= Inference-based therapy =

Treatment for OCD

Inference-based therapy (IBT), also known as inference-based cognitive behavioral therapy (I-CBT), originated as a form of cognitive therapy developed for treating obsessive–compulsive disorder (OCD). IBT followed the observation that people with OCD often inferred danger on the basis of inverse inference (inferring reality from hypothetical premises). Later the model was extended to inferential confusion, where inverse inference leads to distrust of the senses and investment in remote possibility. In this model, individuals with obsessive–compulsive disorder are hypothesized to put a greater emphasis on an imagined possibility than on what can be perceived with the senses, and to confuse the imagined possibility with reality (inferential confusion). According to inference-based therapy, obsessional thinking occurs when the person replaces reality and real probabilities with imagined possibilities; the obsession is hypothesized to concern a doubt about a possible state of affairs.

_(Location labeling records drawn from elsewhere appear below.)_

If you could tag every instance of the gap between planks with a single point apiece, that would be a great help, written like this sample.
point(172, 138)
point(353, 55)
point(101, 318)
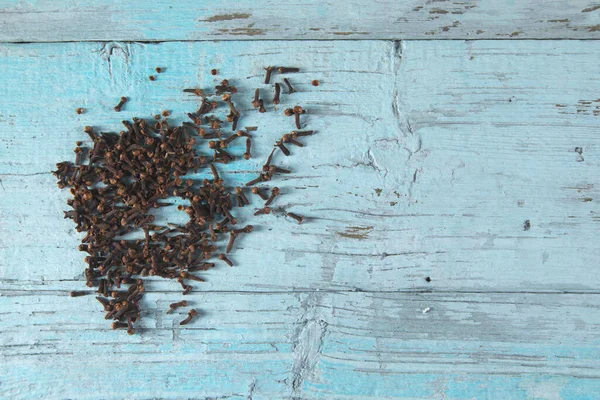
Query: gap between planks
point(524, 39)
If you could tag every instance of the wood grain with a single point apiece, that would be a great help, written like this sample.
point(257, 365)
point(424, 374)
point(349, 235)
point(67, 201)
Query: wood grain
point(151, 20)
point(306, 345)
point(429, 158)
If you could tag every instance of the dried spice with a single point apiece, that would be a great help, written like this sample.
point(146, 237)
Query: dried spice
point(120, 181)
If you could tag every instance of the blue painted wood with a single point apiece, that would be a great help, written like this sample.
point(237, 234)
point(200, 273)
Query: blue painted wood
point(430, 157)
point(159, 20)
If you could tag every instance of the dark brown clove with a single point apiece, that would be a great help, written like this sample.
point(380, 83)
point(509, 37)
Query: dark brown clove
point(284, 149)
point(247, 154)
point(255, 102)
point(260, 194)
point(121, 103)
point(297, 217)
point(268, 74)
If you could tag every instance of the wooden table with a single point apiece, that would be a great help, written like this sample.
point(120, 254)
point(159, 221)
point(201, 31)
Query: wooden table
point(458, 141)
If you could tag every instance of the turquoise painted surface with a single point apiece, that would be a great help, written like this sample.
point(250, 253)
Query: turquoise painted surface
point(430, 156)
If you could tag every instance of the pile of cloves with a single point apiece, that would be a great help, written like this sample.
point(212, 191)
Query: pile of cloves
point(121, 180)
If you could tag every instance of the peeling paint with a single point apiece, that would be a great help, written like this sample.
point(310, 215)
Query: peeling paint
point(356, 232)
point(227, 17)
point(590, 9)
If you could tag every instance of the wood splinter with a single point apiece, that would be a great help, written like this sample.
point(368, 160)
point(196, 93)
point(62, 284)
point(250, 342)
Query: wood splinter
point(191, 315)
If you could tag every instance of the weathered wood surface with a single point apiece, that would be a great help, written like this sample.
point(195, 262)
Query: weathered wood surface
point(152, 20)
point(307, 345)
point(429, 159)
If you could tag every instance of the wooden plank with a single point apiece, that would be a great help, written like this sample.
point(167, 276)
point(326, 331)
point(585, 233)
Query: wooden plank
point(151, 20)
point(429, 159)
point(305, 345)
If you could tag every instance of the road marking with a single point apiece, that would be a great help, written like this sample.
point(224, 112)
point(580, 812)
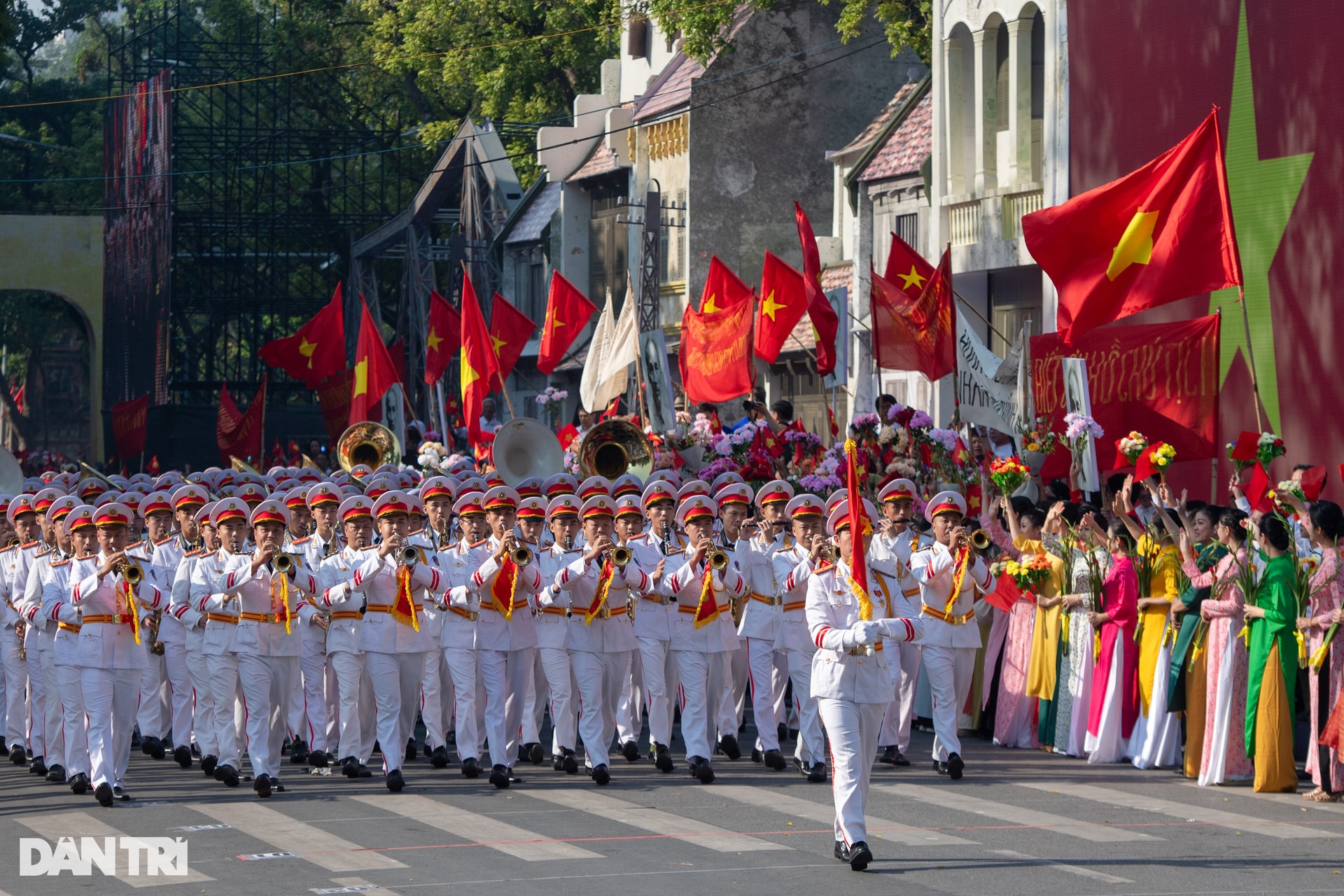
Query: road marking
point(81, 824)
point(477, 830)
point(1015, 814)
point(1186, 812)
point(1072, 869)
point(656, 821)
point(825, 813)
point(286, 834)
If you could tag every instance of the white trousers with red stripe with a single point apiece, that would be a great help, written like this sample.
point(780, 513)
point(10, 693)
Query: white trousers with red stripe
point(854, 739)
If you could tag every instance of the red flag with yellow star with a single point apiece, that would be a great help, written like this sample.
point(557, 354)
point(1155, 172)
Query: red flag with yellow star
point(316, 349)
point(1156, 235)
point(566, 312)
point(442, 337)
point(510, 331)
point(479, 362)
point(784, 301)
point(374, 368)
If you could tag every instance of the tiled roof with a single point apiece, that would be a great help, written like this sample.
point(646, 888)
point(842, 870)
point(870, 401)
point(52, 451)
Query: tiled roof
point(907, 147)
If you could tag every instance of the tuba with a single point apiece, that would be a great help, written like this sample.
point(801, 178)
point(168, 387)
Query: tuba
point(616, 448)
point(526, 448)
point(369, 444)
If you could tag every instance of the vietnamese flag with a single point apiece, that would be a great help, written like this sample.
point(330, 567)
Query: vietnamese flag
point(783, 304)
point(1156, 235)
point(442, 339)
point(566, 312)
point(374, 368)
point(479, 362)
point(510, 331)
point(316, 349)
point(825, 323)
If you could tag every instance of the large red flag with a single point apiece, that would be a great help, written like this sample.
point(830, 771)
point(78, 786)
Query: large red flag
point(374, 368)
point(1156, 235)
point(784, 301)
point(825, 323)
point(238, 433)
point(479, 362)
point(566, 312)
point(442, 337)
point(316, 349)
point(510, 331)
point(920, 333)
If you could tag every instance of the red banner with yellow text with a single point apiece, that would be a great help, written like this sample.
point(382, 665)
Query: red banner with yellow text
point(1159, 379)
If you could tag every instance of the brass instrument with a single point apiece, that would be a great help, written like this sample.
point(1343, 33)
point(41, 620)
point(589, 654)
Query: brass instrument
point(369, 444)
point(616, 448)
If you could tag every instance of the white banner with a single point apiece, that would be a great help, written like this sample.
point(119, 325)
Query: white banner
point(984, 402)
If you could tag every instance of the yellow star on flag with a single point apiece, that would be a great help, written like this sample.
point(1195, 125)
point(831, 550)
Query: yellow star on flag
point(769, 307)
point(1136, 245)
point(362, 377)
point(913, 279)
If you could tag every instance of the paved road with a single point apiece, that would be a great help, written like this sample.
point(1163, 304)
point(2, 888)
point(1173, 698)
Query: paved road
point(1021, 822)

According to inference-based therapy, individuals with obsessive–compulsive disorder attempt to resolve the doubt by modifying reality (via compulsions and neutralizations) which merely increase the imaginary pathological doubt rather than resolve it since reality is not the problem. Obsessions are hypothesized to begin with the initial doubt ("Maybe I could be dirty") which is not a normal intrusion but a sign that the person is already in obsessional thinking.

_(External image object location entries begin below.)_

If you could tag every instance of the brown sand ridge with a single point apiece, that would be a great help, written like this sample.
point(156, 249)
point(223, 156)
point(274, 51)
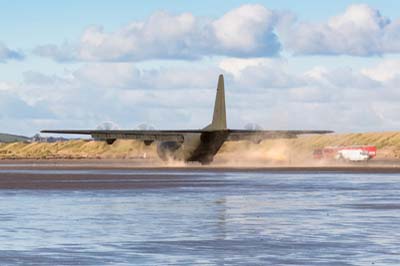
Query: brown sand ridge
point(278, 150)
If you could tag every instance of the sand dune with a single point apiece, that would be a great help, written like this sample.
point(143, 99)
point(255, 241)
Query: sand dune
point(388, 144)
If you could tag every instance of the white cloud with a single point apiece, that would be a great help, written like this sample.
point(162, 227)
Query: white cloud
point(246, 31)
point(360, 31)
point(8, 54)
point(262, 91)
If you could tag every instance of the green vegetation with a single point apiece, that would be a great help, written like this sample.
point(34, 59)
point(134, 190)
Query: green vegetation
point(7, 138)
point(388, 144)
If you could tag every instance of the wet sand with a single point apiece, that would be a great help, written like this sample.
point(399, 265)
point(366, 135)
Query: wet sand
point(132, 213)
point(123, 174)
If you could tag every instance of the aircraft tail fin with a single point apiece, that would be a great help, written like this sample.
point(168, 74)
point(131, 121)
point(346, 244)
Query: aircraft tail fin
point(219, 116)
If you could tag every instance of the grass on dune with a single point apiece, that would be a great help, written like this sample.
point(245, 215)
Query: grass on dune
point(388, 144)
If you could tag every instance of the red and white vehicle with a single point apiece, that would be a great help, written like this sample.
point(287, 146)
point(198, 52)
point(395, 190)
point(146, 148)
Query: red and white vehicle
point(346, 153)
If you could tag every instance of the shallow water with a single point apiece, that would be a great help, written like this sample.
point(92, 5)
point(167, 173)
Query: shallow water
point(256, 218)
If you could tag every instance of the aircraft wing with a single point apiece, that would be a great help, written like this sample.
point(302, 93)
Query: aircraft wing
point(179, 135)
point(145, 135)
point(259, 135)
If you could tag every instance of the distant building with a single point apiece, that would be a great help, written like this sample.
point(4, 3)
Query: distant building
point(38, 138)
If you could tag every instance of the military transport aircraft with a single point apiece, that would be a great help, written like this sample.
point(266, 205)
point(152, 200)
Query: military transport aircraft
point(193, 145)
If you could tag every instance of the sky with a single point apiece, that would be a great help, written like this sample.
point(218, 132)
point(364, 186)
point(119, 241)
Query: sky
point(331, 65)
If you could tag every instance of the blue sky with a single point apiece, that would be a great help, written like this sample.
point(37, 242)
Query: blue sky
point(288, 64)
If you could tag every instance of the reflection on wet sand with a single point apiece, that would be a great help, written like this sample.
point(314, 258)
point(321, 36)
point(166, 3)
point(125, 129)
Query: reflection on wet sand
point(197, 217)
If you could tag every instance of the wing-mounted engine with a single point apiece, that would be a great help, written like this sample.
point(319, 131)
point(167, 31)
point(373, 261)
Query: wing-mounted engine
point(169, 150)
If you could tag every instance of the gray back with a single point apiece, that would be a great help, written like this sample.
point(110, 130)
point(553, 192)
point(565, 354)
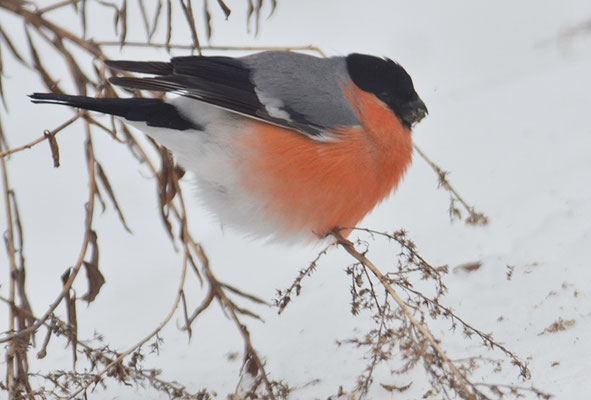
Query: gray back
point(308, 86)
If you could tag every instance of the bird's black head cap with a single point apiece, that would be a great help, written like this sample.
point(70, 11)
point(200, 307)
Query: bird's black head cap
point(390, 83)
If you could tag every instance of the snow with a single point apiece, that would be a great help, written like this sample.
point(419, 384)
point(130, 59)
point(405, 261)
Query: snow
point(509, 117)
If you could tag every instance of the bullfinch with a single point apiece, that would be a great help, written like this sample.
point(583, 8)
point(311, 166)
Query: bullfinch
point(282, 145)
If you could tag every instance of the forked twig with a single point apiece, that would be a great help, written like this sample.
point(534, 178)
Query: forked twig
point(350, 248)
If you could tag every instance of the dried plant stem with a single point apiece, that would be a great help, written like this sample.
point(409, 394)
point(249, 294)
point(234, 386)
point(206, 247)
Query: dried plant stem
point(57, 5)
point(475, 218)
point(9, 240)
point(221, 48)
point(350, 248)
point(145, 339)
point(44, 137)
point(85, 244)
point(36, 19)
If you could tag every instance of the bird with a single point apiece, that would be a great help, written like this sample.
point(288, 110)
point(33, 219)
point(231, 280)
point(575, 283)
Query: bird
point(281, 145)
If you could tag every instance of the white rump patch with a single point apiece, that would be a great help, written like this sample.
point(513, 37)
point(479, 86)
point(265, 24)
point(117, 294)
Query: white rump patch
point(273, 106)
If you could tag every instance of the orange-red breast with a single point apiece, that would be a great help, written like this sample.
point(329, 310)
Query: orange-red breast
point(281, 144)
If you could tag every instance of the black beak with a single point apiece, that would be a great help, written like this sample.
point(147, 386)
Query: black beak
point(414, 112)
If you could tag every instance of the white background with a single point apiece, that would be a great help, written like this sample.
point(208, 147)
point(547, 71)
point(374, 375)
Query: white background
point(508, 95)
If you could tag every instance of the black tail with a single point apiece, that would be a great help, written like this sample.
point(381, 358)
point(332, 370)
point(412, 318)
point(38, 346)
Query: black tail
point(154, 112)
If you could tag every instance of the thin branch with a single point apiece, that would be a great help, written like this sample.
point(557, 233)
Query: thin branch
point(221, 48)
point(44, 137)
point(145, 339)
point(350, 248)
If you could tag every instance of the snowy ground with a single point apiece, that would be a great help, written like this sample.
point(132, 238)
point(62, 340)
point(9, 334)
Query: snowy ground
point(509, 116)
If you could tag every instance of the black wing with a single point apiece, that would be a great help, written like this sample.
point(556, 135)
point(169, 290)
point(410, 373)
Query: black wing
point(222, 81)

Inference-based therapy hypothesizes that the doubt and investment in possibilities leave the person vulnerable to spiral into further imagined connections and dissociative absorption in what could further transpire.

== History ==
Inference-based therapy was developed in the late 1990s for treating obsessive–compulsive disorder. Initially, the model was developed mostly for obsessive–compulsive disorder with overt compulsions and for individuals presenting obsessive–compulsive disorder with overvalued ideas (i.e., obsessions with a bizarre content and strongly invested by the individual, such as feeling dirty after seeing a dirty person), given that the model revolves around the imaginative, often idiosyncratic nature of the obsession. The model was expanded to all types of obsessions and compulsions. Inference-based therapy is now applied to anyone of the OCD spectrum disorder and believed to be applicable to other disorders as well.

== Theoretical model ==
According to inference-based therapy, obsessional doubt (obsessions) result from a narrative constituted by a specific inductive-reasoning style characterized by a distrust of the senses and an overinvestment in remote possibilities. Individuals become absorbed in an imagined possibility forming the obsessional doubt ("perhaps my hands are dirty") at the expense of what can be perceived with the senses in the here and now ("my eyes tell me that hands are clean"). The imagined possibility seems so credible that individuals live this possibility as if it were true, and experience physiological reactions, feelings of anxiety, and compulsions that are congruent with the imagined scenario and become immersed in the obsessional doubt. According to inference-based therapy, individuals are more prone to experience specific obsessions in some and not other areas because the content reflects an underlying vulnerable self-theme (e.g., "I might be the type of person who is neglectful").

== Treatment ==
The goal of inference-based therapy is to reorient clients towards trusting the senses and relating to reality in a normal, non-effortful way. Differences between normal and obsessional doubts are presented, and clients are encouraged to use their senses and reasoning as they do in non-obsessive–compulsive disorder situations. The exact moment where clients cross over from reality to a possibility is identified, and clients are invited to go back to reality, use their senses, and tolerate the void of trusting the senses rather than enacting compulsive behaviors. The key premise is that if the client trusts themselves and their senses, then OCD cannot exist. Inference-based therapy is traditionally composed of twelve modules with each module teaching the client a different concept or skill, which they can then apply to their own experiences with OCD.

== Empirical support ==
There is some empirical support for main premises of inference-based therapy regarding the role of inductive reasoning processes, the imagination, and inferential confusion. There is also evidence for the efficacy of inference-based therapy for obsessive–compulsive disorder.